Fox News circles the wagons in the wake of the El Paso shooting
Written by Matt Gertz
Published
Fox News personalities have responded to the revelation that a white supremacist terrorist used language echoing their own in a manifesto explaining the reasons for his attack by defending their use of that language and denying that white supremacy poses a problem in this country.
On Saturday, a gunman massacred 22 people at a Walmart in El Paso, TX. He wanted to stop a “Hispanic invasion” of Texas and prevent the political “replacement” of whites by people of color, according to a manifesto he reportedly posted on 8chan. Last October, another white supremacist obsessed with that purported “invasion” killed 11 people at a Pittsbugh synagogue.
This rhetoric was once restricted to the fringe domains of hardcore white supremacists and conspiracy theorists. But it is now eerily familiar to anyone who regularly watches Fox. The network’s commentators regularly describe migrants seeking asylum or a better life in the United States using the martial terminology of “invasion,” echoing President Donald Trump’s use of the same terminology. And hosts like Tucker Carlson and Laura Ingraham have mainstreamed the white supremacist “great replacement” theory to their audiences of millions of people, while issuing dire warnings about how immigration is “destroying America.”
Since the weekend’s massacre, the network has doubled down.
Fox & Friends host Brian Kilmeade, who has used “invasion" rhetoric at least seven times this year, defended President Trump’s use of that verbiage on Tuesday. “When you have over 110,000 people coming a month, over a million last year, and then well over a million this year -- If you use the term an ‘invasion,’ that’s not anti-Hispanic.

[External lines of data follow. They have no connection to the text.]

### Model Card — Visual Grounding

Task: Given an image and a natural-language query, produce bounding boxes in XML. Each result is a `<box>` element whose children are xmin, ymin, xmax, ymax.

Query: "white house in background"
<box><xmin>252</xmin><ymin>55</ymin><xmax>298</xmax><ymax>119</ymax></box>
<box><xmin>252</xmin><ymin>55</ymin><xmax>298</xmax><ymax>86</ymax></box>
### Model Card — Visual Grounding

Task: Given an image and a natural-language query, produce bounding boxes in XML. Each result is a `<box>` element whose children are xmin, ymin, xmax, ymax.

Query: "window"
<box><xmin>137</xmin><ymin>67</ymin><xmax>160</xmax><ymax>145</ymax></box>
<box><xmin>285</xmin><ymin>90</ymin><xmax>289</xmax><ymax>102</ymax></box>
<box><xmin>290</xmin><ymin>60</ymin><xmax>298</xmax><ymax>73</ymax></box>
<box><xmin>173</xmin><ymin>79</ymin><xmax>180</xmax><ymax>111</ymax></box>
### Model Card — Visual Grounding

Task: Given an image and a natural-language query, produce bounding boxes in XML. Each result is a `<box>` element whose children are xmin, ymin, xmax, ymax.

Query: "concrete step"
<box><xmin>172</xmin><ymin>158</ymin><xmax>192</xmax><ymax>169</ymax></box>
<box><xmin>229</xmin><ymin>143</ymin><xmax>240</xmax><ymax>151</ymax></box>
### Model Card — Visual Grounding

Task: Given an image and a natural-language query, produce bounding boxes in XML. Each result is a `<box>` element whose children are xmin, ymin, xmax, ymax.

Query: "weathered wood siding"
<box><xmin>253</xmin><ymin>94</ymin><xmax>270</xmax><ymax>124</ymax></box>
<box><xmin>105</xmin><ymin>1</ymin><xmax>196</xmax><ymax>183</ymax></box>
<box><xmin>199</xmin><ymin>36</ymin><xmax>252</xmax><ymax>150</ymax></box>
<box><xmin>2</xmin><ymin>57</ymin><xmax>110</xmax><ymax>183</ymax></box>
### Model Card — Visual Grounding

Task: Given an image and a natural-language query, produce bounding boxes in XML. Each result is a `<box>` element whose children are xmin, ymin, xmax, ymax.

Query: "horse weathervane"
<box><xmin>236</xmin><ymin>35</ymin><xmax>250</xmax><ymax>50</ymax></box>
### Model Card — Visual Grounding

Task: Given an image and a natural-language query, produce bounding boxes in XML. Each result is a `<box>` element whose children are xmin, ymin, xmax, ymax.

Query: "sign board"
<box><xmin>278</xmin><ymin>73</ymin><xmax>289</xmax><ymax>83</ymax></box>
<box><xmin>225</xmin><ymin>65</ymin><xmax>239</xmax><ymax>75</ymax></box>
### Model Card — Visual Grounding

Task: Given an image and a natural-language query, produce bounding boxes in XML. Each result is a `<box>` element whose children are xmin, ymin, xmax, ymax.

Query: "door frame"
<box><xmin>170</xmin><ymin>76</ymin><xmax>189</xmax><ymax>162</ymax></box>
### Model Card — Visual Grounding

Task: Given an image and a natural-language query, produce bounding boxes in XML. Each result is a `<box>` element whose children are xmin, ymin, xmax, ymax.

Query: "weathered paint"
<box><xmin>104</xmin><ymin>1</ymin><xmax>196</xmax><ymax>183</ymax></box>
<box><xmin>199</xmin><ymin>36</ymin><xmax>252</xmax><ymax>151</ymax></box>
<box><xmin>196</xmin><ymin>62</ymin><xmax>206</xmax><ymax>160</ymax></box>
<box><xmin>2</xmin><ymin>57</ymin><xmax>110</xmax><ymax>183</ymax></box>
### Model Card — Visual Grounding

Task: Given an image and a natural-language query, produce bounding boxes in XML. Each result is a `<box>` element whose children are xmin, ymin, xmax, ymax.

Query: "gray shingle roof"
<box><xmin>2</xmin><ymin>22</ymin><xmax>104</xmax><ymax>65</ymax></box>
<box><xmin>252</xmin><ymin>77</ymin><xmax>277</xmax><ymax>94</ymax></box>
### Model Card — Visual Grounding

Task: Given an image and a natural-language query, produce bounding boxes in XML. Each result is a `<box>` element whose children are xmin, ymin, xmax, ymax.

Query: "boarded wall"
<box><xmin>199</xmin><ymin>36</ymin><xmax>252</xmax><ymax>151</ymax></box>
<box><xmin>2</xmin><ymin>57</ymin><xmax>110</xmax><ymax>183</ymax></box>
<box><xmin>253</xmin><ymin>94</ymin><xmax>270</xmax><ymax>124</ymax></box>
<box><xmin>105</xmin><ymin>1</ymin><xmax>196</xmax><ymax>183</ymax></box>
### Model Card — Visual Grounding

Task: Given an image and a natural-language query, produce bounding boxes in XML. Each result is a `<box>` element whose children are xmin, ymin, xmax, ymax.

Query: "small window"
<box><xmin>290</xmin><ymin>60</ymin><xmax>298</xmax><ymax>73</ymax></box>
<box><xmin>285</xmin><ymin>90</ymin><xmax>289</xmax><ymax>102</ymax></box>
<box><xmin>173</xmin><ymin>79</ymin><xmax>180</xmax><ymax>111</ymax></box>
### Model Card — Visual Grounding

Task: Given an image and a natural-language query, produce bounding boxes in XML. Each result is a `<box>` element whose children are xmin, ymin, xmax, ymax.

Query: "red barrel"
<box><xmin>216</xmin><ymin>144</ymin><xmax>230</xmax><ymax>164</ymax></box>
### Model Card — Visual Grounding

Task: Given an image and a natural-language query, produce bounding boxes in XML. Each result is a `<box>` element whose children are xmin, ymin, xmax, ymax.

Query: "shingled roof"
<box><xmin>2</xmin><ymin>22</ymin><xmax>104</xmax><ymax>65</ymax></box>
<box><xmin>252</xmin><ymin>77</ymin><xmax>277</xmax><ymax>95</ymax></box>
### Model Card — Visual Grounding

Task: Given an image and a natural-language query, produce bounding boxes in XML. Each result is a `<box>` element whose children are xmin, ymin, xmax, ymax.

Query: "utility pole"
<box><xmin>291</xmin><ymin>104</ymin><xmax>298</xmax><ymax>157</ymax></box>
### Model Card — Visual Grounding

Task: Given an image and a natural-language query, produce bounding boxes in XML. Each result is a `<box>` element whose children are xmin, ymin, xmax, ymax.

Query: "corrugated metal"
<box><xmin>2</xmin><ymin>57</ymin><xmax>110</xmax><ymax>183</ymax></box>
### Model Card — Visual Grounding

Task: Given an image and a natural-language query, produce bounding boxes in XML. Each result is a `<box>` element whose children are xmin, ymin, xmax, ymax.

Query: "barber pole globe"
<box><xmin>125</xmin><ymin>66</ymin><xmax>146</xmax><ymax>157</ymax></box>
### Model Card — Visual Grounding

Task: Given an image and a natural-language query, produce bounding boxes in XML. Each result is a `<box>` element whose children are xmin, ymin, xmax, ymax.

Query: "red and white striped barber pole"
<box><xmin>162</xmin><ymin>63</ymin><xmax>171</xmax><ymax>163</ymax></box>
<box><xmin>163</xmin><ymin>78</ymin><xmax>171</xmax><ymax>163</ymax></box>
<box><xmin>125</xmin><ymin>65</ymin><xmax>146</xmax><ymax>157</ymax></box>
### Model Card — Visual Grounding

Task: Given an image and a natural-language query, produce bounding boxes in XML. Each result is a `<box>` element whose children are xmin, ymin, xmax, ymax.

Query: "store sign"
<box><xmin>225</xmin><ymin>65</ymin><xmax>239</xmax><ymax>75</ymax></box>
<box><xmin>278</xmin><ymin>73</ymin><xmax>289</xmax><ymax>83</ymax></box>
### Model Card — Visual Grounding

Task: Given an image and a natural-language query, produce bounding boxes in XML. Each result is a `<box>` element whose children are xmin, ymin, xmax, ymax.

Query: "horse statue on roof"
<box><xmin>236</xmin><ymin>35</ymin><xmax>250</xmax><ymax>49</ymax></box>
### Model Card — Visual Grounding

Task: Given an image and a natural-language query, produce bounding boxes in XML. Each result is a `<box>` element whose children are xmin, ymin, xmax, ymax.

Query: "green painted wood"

It’s a fact,” he said.
Ingraham responded similarly to criticism of the president’s use of the term on Tuesday night. “A lot of people have called it an invasion over the years -- that’s not all that surprising today,” she said. She also argued that it is the Democrats who are feeding “racist hate,” adding that they are “going to end up getting more people hurt” by “branding all Trump supporters as deplorable racists.”
On his program, Carlson argued that white supremacy “is actually not a real problem in America.” He termed the argument to the contrary a “lie” and a “conspiracy theory used to divide the country and keep a hold on power.”
“I've lived here 50 years. I've never met anybody -- not one person -- who ascribes to white supremacy,” Carlson concluded.
White supremacists frequently praise Carlson’s show for promoting their own talking points. The Daily Caller, the conservative news site Carlson founded, has fired multiple senior editors for their links to white supremacists. One of them appeared on Carlson’s show in 2017 to discuss the perils diversity causes to white men.